Yafumato 0.5

February 4, 2006 on 1:51 am | In Release |

As I said, I just released Yafumato 0.5. It had actually been ready for about a week, but I delayed releasing it because I was studying for the GMAT exam. Now that the test is over (750, woo-hoo!), I can start getting to all the things I had put off.

In my initial post I described the versions leading up to the initial public release, so I’ll just take a second to talk about the 0.4 release. From an interface perspective, the changes were minor; a few dynamic updates were bolted on to the page, but they could only update elements that were already visible. The real effort was the server-side code to support the dynamic updates — to determine what changed and create the XML. The 0.5 release was well into development when I released 0.4, which I tested for about a week. Although the changes in the 0.5 release are much more dramatic, only a few files were changed from the 0.4 release.

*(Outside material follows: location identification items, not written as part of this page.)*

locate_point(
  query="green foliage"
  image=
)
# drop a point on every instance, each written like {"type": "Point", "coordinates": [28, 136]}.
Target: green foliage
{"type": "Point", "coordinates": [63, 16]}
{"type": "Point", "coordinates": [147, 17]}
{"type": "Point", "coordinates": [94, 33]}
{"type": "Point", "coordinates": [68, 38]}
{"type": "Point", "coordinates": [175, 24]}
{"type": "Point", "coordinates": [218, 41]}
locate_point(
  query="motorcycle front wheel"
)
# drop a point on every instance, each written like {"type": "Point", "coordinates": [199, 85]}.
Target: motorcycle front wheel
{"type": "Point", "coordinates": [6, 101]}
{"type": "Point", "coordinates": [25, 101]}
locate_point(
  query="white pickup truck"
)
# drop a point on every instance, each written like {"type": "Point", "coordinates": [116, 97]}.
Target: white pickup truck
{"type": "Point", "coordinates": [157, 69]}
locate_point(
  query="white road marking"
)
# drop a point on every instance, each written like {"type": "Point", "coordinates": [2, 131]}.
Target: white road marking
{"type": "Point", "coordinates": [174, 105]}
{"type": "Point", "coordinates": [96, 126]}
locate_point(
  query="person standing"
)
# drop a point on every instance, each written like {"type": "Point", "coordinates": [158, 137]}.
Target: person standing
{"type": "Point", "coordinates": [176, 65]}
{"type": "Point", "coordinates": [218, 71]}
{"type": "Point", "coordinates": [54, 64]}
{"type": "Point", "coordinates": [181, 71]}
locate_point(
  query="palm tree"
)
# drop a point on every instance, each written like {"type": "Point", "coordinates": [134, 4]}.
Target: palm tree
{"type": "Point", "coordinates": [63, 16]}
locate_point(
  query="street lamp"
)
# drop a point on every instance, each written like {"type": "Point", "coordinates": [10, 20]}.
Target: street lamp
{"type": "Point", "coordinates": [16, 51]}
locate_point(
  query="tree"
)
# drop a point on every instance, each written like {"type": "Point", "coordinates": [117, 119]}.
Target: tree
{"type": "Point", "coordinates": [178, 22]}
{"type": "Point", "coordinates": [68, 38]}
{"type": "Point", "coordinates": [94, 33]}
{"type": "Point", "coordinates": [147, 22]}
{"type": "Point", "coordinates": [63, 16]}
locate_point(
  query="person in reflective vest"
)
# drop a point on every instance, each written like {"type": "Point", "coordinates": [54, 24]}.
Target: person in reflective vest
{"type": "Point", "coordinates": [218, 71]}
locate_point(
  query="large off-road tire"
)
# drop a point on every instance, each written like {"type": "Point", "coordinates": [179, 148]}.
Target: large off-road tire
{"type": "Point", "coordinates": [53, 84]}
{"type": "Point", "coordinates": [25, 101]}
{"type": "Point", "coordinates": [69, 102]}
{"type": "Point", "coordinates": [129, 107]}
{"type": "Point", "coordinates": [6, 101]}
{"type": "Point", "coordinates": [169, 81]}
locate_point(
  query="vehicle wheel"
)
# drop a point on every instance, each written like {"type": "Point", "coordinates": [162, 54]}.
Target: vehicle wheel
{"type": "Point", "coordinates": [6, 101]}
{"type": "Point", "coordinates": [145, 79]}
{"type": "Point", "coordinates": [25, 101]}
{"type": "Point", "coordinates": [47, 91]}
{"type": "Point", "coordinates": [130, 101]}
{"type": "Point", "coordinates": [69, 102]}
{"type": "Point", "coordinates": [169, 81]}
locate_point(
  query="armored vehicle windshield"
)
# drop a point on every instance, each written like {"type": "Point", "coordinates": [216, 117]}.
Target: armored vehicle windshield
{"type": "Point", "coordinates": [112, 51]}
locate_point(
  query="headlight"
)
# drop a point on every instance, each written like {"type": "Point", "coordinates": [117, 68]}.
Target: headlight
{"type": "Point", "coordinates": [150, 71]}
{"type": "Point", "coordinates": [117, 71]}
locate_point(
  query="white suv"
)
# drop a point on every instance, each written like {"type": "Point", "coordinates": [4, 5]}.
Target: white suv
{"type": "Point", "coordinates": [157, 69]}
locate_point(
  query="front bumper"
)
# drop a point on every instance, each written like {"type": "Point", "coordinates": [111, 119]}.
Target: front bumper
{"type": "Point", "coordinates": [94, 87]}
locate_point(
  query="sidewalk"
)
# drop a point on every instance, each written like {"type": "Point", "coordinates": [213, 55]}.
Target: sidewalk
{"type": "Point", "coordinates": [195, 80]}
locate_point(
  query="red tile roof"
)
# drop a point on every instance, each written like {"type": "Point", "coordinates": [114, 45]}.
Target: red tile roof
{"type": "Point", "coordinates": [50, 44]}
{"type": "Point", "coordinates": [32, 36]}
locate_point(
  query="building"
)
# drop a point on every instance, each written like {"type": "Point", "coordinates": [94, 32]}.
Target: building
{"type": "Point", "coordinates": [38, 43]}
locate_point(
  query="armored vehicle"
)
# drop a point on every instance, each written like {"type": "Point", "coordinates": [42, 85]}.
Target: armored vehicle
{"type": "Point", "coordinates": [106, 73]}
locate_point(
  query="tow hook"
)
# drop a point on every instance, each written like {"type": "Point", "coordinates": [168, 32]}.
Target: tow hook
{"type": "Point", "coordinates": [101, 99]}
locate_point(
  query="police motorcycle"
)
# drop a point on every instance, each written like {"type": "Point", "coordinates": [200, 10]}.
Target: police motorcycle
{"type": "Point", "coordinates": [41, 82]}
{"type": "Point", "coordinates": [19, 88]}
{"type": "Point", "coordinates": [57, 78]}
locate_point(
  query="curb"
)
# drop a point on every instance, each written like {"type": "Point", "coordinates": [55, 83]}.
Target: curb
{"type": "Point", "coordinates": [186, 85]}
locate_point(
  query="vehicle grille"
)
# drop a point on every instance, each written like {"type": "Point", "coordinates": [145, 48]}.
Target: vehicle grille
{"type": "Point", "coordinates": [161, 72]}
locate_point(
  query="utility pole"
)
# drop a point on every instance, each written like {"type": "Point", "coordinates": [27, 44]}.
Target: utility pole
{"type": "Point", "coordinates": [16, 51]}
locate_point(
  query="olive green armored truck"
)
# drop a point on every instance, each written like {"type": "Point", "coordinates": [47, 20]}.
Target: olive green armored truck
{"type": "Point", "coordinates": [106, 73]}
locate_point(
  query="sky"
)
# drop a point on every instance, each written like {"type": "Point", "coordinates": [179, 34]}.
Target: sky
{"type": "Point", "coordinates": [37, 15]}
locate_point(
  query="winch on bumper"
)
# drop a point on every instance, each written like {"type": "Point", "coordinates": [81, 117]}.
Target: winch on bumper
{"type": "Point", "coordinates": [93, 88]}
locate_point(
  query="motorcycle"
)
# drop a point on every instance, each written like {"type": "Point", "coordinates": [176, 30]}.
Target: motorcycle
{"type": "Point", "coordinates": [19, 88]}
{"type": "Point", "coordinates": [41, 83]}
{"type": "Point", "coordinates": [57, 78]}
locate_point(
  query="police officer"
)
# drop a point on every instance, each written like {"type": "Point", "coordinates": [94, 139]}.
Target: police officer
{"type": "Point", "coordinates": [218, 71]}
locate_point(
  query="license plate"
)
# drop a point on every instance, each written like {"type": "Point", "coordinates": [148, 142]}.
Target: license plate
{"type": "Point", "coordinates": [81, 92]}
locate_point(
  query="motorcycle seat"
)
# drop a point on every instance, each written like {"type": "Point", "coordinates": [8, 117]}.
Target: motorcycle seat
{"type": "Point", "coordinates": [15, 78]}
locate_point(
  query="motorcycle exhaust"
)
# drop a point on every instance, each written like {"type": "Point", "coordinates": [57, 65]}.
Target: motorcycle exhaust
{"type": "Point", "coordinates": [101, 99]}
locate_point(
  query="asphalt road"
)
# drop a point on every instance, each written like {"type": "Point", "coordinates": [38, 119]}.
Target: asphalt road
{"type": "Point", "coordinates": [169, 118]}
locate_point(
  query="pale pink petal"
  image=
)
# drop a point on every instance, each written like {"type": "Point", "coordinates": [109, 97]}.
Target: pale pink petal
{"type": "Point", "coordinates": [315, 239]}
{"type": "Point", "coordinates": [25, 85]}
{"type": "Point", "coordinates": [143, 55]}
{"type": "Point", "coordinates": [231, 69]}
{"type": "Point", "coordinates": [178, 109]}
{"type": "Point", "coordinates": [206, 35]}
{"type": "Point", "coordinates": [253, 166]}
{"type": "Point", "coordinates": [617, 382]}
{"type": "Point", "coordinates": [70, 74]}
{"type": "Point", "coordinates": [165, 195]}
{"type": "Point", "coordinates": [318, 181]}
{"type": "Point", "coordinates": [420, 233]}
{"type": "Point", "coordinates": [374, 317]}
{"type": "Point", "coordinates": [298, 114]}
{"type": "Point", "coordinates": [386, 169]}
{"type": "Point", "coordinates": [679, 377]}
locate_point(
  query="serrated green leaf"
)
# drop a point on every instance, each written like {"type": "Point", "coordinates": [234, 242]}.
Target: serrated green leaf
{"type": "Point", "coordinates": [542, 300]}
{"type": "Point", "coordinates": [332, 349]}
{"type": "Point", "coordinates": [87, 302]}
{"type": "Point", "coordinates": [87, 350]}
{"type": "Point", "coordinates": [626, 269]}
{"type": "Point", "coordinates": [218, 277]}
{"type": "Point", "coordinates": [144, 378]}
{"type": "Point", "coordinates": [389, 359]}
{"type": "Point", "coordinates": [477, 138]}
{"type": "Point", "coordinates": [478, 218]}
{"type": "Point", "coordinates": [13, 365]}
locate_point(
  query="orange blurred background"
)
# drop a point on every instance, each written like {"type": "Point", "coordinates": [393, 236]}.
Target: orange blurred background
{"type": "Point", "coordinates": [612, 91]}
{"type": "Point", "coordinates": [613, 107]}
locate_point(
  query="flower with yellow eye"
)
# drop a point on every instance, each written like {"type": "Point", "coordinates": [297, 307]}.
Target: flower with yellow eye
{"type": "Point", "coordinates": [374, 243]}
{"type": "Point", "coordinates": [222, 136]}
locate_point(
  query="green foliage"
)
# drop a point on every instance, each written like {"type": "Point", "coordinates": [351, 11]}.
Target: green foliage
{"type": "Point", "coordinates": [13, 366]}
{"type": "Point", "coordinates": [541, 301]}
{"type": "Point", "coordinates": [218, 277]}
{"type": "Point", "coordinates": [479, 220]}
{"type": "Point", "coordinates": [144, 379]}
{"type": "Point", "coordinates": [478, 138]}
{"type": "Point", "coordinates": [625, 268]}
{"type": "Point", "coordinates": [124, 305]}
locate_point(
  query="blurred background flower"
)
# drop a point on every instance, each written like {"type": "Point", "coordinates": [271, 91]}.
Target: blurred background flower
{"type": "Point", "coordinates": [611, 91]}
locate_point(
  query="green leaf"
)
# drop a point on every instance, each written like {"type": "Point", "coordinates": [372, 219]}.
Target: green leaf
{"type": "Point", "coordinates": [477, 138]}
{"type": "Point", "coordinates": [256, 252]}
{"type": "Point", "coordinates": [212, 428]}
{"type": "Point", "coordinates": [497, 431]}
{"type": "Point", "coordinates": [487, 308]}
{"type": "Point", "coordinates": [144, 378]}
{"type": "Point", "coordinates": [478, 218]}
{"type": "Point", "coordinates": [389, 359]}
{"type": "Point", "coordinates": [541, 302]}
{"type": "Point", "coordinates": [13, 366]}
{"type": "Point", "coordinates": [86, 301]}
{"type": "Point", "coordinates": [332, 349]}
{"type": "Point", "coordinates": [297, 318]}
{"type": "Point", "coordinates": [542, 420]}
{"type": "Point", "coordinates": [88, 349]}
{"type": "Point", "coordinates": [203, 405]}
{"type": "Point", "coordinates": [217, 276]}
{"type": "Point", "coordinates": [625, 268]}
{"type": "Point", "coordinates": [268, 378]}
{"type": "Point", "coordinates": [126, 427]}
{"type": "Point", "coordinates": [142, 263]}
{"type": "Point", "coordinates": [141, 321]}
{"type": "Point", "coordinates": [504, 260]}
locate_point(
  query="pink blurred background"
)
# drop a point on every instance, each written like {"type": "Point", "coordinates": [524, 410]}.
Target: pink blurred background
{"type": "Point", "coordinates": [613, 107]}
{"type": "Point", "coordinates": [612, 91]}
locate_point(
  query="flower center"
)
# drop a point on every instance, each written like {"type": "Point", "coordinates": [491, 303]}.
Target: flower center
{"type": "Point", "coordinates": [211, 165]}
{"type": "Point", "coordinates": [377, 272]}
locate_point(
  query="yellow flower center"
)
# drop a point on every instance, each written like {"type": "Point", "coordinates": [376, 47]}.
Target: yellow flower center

So, what’s new in the 0.5 release? Well, although it may not look it, the messaging page was completely redesigned. I implemented a JavaScript object model that is patterned after the server-side architecture. The JSP actually writes very little HTML when generating the messaging page, instead populating the JavaScript object model that dynamically creates the HTML for the pager. The pager is now completely dynamic as a result. Contacts are dynamically shown or hidden based on their status (by default the page uses the AIM convention of a separate group for offline contacts, though this behavior can be changed in the JSP). Also, the actions of sending messages and expanding or collapsing groups now dynamically update the page rather than redirect to a new page. The actions that still redirect are updating status and activating a contact. If a contact is active when the page is loaded, however, that contact can be deactivated and reactivated dynamically. When the update interval is set to a low value (I like to use three seconds at home) the application is very responsive. Once you’ve activated the contacts that you want to chat with, you could chat for hours with only dynamic updates.

The next release will feature DHTML windows — I believe that this is the main feature that other web messengers have that Yafumato lacks. The Dojo toolkit has them. Unfortunately, the DHTML window widgets are undocumented, so I’ll have to do some experimentation.